Change-Id: I658347797384f7608870d231a3ebbb2c05dad1dc
diff --git a/aos/events/simulated_event_loop.h b/aos/events/simulated_event_loop.h
index 8494593..4a2b289 100644
--- a/aos/events/simulated_event_loop.h
+++ b/aos/events/simulated_event_loop.h
@@ -73,6 +73,9 @@
// lifetime identical to the factory.
NodeEventLoopFactory *GetNodeEventLoopFactory(const Node *node);
+ // Sets the time converter for all nodes.

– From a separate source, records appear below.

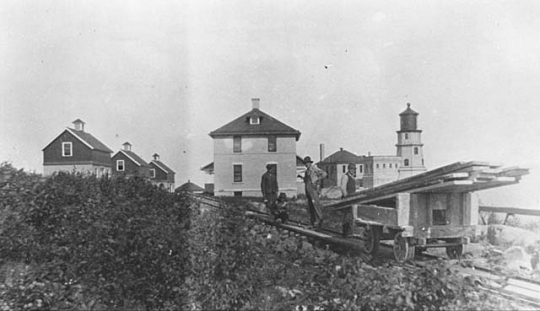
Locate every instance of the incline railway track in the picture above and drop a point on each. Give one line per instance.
(519, 289)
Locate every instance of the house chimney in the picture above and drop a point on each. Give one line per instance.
(79, 125)
(255, 103)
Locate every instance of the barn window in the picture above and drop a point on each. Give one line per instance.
(237, 173)
(67, 149)
(237, 144)
(272, 147)
(120, 165)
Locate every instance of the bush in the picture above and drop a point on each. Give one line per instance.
(117, 243)
(241, 264)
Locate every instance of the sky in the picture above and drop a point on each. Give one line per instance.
(163, 74)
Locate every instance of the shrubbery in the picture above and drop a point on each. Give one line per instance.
(90, 242)
(85, 243)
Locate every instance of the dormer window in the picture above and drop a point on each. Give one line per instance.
(67, 149)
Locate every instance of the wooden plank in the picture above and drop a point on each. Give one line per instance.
(382, 215)
(470, 208)
(445, 232)
(442, 186)
(514, 171)
(410, 182)
(403, 209)
(509, 210)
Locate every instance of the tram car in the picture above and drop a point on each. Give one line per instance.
(438, 208)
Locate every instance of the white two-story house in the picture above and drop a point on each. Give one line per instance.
(245, 146)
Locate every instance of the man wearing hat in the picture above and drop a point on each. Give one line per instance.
(311, 178)
(348, 181)
(269, 188)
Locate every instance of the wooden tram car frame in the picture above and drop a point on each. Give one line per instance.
(415, 222)
(438, 208)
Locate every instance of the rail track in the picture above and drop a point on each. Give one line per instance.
(522, 290)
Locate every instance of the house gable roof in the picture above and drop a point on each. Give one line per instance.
(342, 156)
(86, 138)
(133, 157)
(162, 167)
(189, 186)
(267, 126)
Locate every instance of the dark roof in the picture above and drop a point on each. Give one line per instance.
(163, 167)
(268, 126)
(91, 140)
(134, 157)
(342, 156)
(408, 111)
(85, 138)
(209, 166)
(299, 161)
(189, 186)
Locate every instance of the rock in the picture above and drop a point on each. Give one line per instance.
(516, 258)
(510, 236)
(333, 192)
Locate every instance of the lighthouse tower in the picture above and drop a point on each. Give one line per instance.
(409, 146)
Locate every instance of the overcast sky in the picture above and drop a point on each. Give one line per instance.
(163, 74)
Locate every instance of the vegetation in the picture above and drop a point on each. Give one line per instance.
(244, 265)
(74, 242)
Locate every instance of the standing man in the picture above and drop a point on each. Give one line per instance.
(269, 188)
(348, 181)
(311, 178)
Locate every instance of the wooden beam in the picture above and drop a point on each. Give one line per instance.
(510, 210)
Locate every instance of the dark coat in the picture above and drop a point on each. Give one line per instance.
(269, 186)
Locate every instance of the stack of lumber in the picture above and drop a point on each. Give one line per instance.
(455, 177)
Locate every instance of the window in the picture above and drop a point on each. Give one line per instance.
(120, 165)
(272, 147)
(67, 149)
(237, 144)
(237, 173)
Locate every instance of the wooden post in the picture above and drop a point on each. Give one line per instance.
(403, 206)
(470, 208)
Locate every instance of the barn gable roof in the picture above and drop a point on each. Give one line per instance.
(86, 138)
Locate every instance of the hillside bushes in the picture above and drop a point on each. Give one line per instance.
(241, 264)
(89, 242)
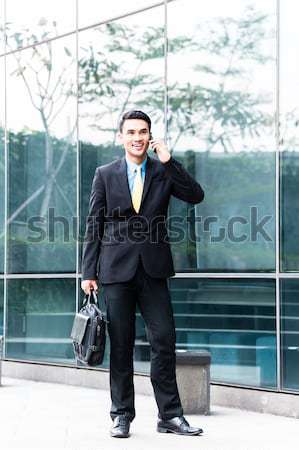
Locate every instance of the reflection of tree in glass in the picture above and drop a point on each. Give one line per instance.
(221, 107)
(49, 91)
(115, 75)
(117, 72)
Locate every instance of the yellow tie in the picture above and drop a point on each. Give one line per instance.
(137, 190)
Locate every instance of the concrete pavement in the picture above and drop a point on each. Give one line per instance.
(39, 415)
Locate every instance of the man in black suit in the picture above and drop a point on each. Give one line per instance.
(126, 247)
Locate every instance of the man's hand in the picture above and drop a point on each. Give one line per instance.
(161, 149)
(87, 285)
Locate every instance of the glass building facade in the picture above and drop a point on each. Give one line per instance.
(219, 80)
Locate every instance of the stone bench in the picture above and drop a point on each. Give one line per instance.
(193, 379)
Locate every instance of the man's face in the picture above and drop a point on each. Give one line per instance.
(135, 138)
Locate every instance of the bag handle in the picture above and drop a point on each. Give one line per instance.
(87, 298)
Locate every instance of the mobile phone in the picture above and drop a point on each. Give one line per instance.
(151, 138)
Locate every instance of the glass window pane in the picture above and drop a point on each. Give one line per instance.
(221, 105)
(1, 306)
(2, 26)
(91, 12)
(116, 77)
(289, 135)
(39, 319)
(2, 166)
(234, 319)
(30, 22)
(42, 158)
(290, 333)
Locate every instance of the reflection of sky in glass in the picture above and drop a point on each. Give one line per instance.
(260, 79)
(30, 13)
(63, 71)
(94, 11)
(257, 80)
(105, 112)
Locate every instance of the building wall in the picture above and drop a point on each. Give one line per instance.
(219, 81)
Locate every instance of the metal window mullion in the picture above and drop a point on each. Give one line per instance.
(5, 191)
(77, 159)
(277, 200)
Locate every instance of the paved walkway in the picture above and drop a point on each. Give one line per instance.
(37, 415)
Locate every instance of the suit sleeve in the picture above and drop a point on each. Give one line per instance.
(184, 186)
(94, 228)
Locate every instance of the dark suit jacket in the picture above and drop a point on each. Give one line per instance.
(116, 235)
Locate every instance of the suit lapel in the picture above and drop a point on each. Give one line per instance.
(123, 180)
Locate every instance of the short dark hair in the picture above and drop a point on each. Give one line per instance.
(135, 114)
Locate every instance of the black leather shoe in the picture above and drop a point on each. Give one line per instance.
(120, 427)
(177, 425)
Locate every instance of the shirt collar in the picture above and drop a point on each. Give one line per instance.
(132, 166)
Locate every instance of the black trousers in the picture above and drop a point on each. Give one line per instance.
(153, 298)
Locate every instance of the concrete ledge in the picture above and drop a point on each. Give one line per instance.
(193, 380)
(277, 403)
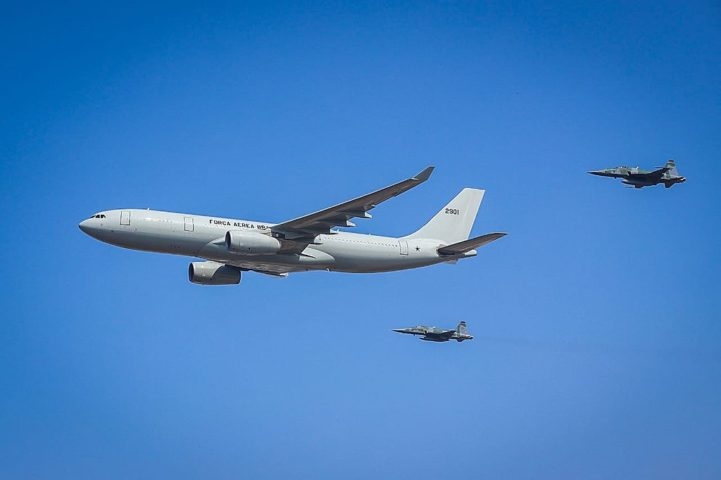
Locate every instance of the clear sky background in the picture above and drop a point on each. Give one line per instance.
(597, 350)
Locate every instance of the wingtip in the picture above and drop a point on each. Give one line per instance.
(425, 174)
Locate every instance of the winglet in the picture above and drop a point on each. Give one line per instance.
(424, 175)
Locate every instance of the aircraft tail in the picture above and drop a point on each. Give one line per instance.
(672, 170)
(452, 224)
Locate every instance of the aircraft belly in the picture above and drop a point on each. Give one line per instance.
(368, 254)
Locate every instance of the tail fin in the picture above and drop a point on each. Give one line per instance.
(671, 165)
(454, 221)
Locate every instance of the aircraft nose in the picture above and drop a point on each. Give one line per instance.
(86, 226)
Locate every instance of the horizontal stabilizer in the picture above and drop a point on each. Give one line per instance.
(470, 244)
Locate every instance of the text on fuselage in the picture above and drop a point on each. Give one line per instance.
(229, 223)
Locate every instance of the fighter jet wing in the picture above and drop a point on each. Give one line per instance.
(470, 244)
(339, 215)
(655, 175)
(443, 334)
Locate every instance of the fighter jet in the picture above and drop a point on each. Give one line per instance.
(434, 334)
(638, 178)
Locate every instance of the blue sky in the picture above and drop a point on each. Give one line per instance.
(596, 319)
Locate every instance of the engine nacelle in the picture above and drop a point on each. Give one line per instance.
(251, 243)
(213, 273)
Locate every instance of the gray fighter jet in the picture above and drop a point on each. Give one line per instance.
(434, 334)
(638, 178)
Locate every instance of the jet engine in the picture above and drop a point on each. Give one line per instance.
(251, 243)
(213, 273)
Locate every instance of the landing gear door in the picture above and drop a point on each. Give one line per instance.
(404, 247)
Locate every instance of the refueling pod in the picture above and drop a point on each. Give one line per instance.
(213, 273)
(251, 243)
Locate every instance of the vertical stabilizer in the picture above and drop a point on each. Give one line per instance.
(452, 224)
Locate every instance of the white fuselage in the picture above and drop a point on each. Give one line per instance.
(204, 237)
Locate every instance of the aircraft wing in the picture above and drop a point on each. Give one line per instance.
(339, 215)
(655, 175)
(445, 334)
(470, 244)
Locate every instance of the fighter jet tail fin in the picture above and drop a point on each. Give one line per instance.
(671, 168)
(453, 222)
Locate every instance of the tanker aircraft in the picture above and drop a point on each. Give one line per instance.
(310, 242)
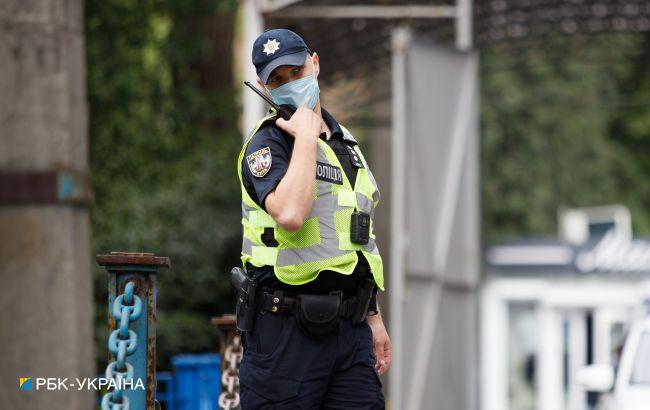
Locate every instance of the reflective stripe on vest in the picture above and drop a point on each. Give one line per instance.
(323, 241)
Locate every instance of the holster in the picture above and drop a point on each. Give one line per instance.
(246, 289)
(363, 301)
(317, 316)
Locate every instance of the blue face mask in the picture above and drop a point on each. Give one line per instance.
(297, 92)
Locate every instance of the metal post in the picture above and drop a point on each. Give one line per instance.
(400, 45)
(141, 270)
(463, 24)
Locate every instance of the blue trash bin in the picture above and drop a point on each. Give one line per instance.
(197, 381)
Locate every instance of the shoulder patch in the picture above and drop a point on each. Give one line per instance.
(259, 162)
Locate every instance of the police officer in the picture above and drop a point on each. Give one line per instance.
(308, 200)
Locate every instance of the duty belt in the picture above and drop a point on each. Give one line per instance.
(281, 302)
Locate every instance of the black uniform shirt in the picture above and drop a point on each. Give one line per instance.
(280, 145)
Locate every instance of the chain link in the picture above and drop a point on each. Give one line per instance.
(229, 397)
(122, 342)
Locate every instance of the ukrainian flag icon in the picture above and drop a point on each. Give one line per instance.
(26, 383)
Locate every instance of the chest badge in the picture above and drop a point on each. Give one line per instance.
(259, 162)
(329, 173)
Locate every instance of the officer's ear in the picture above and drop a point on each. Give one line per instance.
(315, 60)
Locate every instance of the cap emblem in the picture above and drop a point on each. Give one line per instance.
(271, 46)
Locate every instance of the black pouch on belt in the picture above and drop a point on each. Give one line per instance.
(317, 316)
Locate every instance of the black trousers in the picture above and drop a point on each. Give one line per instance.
(283, 369)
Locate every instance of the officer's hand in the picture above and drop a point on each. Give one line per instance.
(381, 341)
(304, 124)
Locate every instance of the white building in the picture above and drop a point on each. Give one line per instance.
(550, 307)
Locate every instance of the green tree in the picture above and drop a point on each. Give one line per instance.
(163, 138)
(547, 108)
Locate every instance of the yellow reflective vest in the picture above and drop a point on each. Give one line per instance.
(323, 241)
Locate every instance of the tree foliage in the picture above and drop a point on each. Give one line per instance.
(564, 123)
(163, 138)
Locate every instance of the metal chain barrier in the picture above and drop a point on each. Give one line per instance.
(229, 397)
(122, 342)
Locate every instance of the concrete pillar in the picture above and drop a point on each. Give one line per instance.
(46, 309)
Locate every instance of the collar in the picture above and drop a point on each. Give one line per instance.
(337, 131)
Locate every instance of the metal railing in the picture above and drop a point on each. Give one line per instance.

+ void SetTimeConverter(TimeConverter *time_converter);
+
// Starts executing the event loops unconditionally.
void Run();
// Executes the event loops for a duration.
@@ -166,16 +169,19 @@
// Converts a time to the distributed clock for scheduling and cross-node time
// measurement.
+ // Note: converting time too far in the future can cause problems when
+ // replaying logs. Only convert times in the present or near past.
inline distributed_clock::time_point ToDistributedClock(
monotonic_clock::time_point time) const;
inline monotonic_clock::time_point FromDistributedClock(
distributed_clock::time_point time) const;
- // Sets the offset between the monotonic clock and the central distributed
- // clock. distributed_clock = monotonic_clock + offset.
- void SetDistributedOffset(std::chrono::nanoseconds monotonic_offset,
- double monotonic_slope) {
- scheduler_.SetDistributedOffset(monotonic_offset, monotonic_slope);
+ // Sets the class used to convert time. This pointer must out-live the
+ // SimulatedEventLoopFactory.
+ void SetTimeConverter(TimeConverter *time_converter) {
+ scheduler_.SetTimeConverter(
+ configuration::GetNodeIndex(factory_->configuration(), node_),
+ time_converter);
}
// Returns the boot UUID for this node.